Je me sers un verre de vin et me promène dans l’appartement, le sourire aux lèvres. Chez moi, je suis de nouveau chez moi.
J’ai débarqué ici avec mes filles, il y a presque vingt ans. Après un divorce houleux, j’ai quitté Le Havre, où je vivais depuis ma naissance, bien décidée à refaire ma vie. J’ai immédiatement été séduite par ce petit village de La Ciotat. Il faut dire, qu’à l’époque, ce n’était pas aussi touristique qu’aujourd’hui. Cet appartement cochait toutes les cases puisqu’il était assez spacieux pour nous trois et, tout en étant en retrait de la ville, il était à quelques minutes de la mer. Je voulais bien repartir à zéro, mais pas question de me passer de la mer.

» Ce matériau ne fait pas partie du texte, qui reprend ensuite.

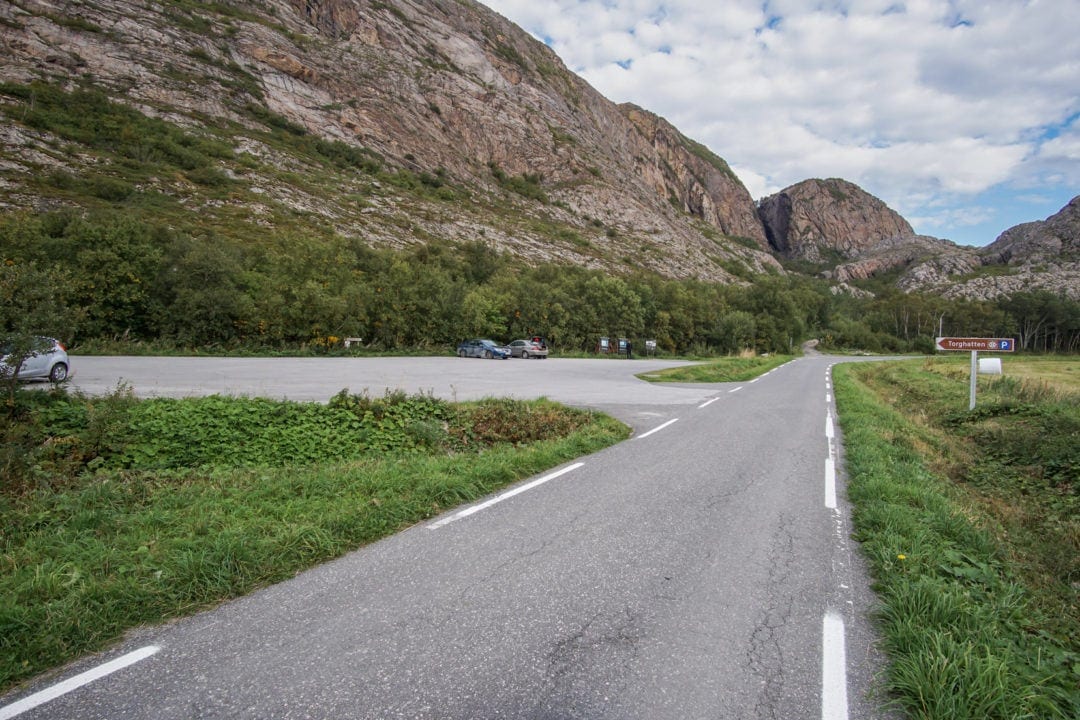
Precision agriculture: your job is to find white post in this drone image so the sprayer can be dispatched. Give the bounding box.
[968,350,978,412]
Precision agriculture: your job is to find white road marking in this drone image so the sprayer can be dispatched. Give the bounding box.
[428,462,585,530]
[0,646,161,720]
[821,610,848,720]
[825,457,836,510]
[637,418,678,439]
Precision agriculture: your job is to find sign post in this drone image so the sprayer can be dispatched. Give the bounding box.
[934,338,1016,411]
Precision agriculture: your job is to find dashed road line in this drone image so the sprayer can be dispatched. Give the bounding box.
[0,646,161,720]
[428,462,585,530]
[821,610,848,720]
[636,418,678,440]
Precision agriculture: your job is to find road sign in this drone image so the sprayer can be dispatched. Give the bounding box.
[936,338,1016,353]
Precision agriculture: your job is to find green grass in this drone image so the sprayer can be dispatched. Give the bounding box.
[637,355,793,382]
[835,359,1080,720]
[0,391,627,692]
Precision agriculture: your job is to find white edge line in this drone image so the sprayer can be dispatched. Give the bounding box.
[821,610,848,720]
[425,462,585,528]
[0,646,161,720]
[825,458,836,510]
[637,418,678,439]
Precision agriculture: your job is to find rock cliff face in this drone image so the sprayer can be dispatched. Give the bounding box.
[825,198,1080,300]
[0,0,782,282]
[620,104,769,250]
[980,195,1080,266]
[937,195,1080,300]
[758,178,915,262]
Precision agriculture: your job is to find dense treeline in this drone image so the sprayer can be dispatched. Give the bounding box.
[0,212,1080,354]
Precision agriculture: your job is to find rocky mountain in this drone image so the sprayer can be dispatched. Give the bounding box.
[0,0,1080,298]
[758,179,1080,300]
[758,178,915,262]
[0,0,783,282]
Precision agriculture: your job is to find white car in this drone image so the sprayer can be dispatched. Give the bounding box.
[0,338,71,382]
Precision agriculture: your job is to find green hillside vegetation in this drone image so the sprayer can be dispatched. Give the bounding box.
[835,357,1080,720]
[0,388,629,692]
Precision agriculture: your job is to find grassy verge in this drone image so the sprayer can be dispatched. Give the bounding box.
[835,359,1080,720]
[637,355,794,382]
[0,391,627,691]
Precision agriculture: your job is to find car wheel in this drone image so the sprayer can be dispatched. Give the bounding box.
[49,363,67,382]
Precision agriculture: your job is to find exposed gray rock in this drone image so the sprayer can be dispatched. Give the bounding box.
[0,0,783,282]
[758,178,915,262]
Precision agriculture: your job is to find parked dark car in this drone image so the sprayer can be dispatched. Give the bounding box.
[0,338,71,382]
[510,339,548,359]
[458,338,510,359]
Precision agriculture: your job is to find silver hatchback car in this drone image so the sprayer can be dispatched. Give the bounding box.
[0,338,71,382]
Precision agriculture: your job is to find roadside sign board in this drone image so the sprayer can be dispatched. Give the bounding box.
[936,338,1016,353]
[935,338,1016,410]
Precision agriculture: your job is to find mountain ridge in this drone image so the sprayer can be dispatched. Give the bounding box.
[0,0,1077,298]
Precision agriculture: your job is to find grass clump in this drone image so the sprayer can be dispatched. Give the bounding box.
[835,361,1080,720]
[0,388,627,691]
[637,355,793,382]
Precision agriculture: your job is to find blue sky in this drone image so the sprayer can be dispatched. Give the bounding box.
[482,0,1080,245]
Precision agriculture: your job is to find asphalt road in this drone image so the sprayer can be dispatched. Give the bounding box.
[0,357,883,720]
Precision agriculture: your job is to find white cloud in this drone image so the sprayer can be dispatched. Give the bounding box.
[485,0,1080,241]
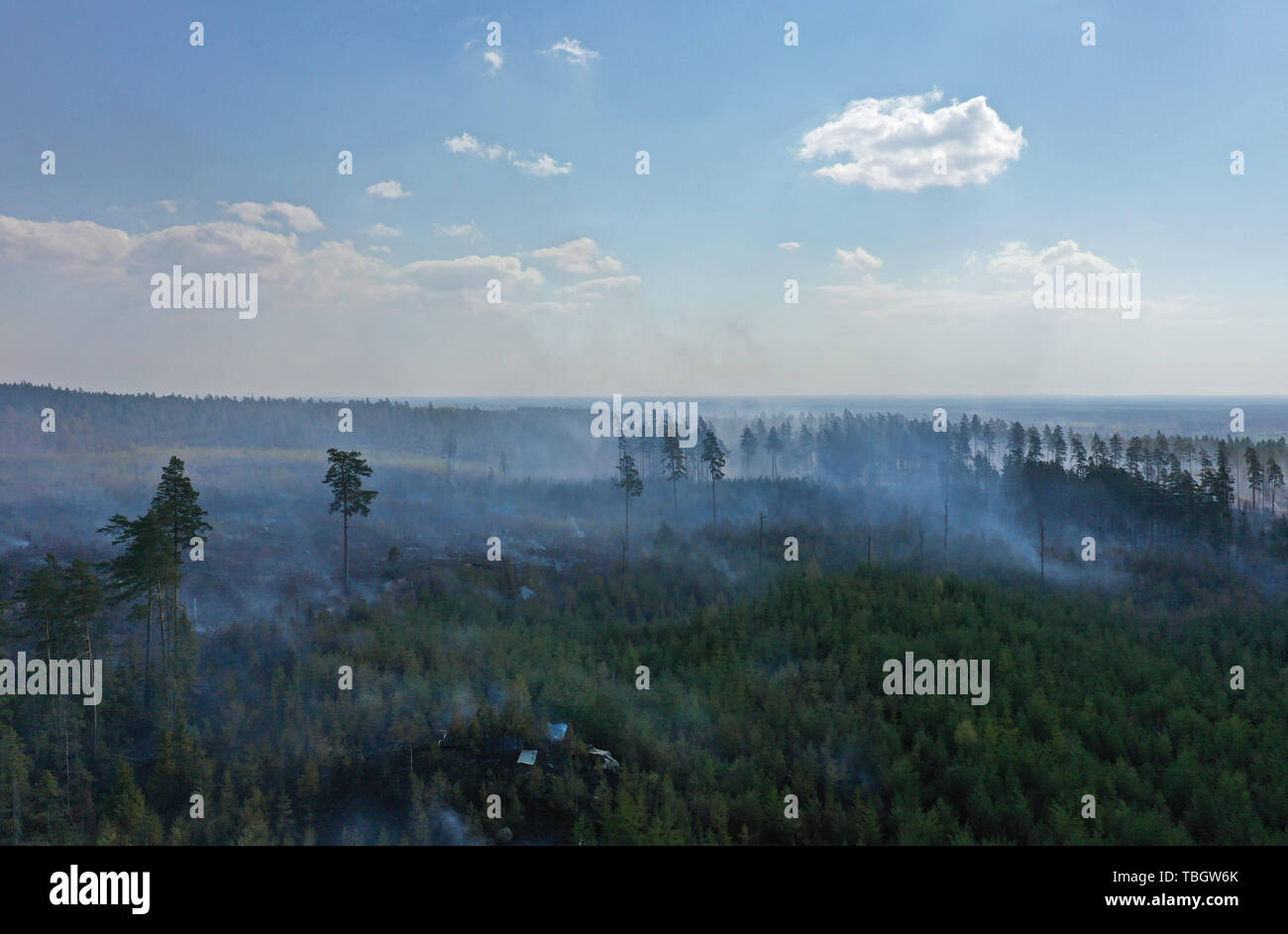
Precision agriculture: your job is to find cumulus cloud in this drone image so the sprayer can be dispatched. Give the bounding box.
[368,179,411,201]
[528,237,622,275]
[545,36,599,64]
[0,212,640,314]
[986,240,1120,279]
[434,220,483,240]
[510,152,572,177]
[222,201,326,233]
[836,246,885,269]
[443,133,572,177]
[796,89,1024,192]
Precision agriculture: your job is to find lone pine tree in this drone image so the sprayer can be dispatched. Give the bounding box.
[322,447,380,596]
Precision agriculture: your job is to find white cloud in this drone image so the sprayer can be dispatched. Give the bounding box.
[528,237,622,275]
[555,275,641,296]
[443,133,501,158]
[368,179,411,201]
[986,240,1120,279]
[545,36,599,64]
[836,246,885,269]
[0,212,639,314]
[443,133,572,177]
[227,201,326,233]
[510,152,572,177]
[434,220,483,240]
[796,89,1024,192]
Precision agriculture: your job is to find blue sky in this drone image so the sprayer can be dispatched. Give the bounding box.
[0,1,1288,395]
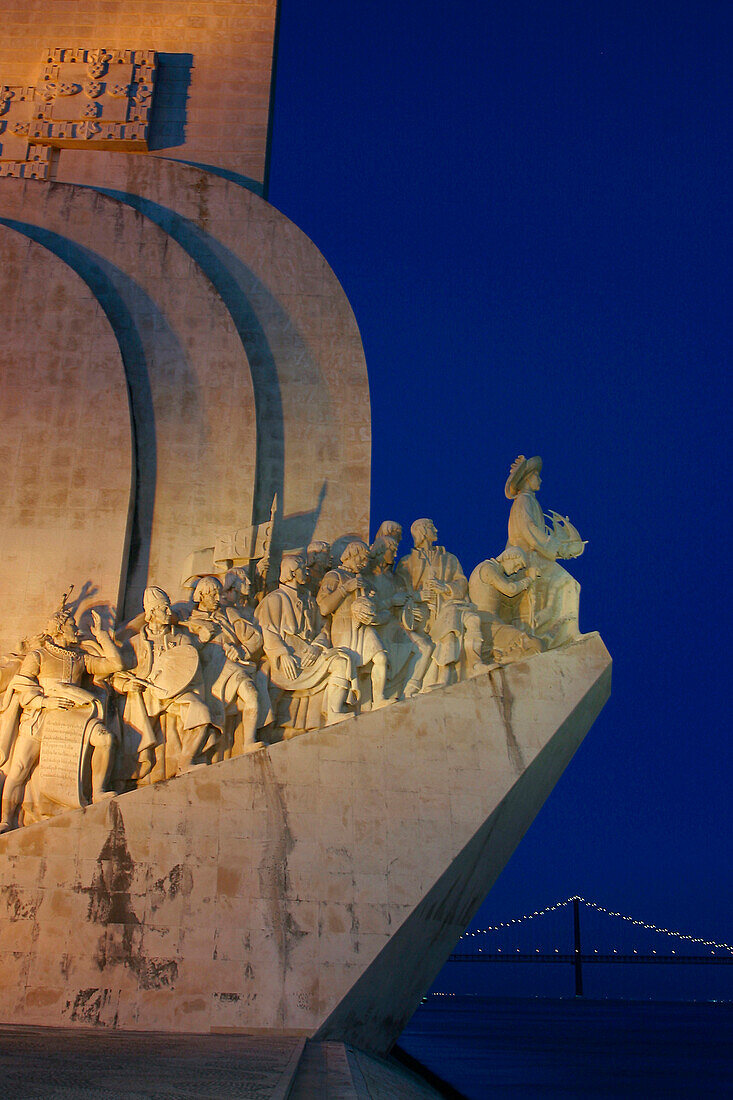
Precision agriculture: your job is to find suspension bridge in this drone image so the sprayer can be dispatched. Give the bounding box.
[449,894,733,997]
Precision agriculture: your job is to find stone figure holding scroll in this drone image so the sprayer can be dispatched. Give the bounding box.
[317,539,389,708]
[306,539,331,598]
[0,596,122,833]
[504,454,586,649]
[112,585,212,782]
[396,519,485,686]
[256,554,355,732]
[469,547,543,664]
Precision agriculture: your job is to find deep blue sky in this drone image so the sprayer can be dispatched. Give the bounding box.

J’ai rencontré Pascal peu de temps après mon installation. Il tenait un bar sur le port. Nous nous retrouvions là, entre collègues, après le travail, pour quelques verres. C’est un vrai Méditerranéen, grand, brun et le verbe haut, qui ne manque jamais une occasion de se faire remarquer. J’avais bien compris que je ne lui étais pas indifférente. J’aurais dû prendre le temps nécessaire pour panser mes blessures et me reconstruire. Mais, en amour, on apprend rarement de ses erreurs. Enfin, moi je n’apprends jamais de mes erreurs. Mes filles grandissaient et avaient besoin de plus de liberté, me laissant seule. Plaire de nouveau me redonnait goût à la vie, d’autant que Pascal était plus jeune que moi, ce qui était très flatteur.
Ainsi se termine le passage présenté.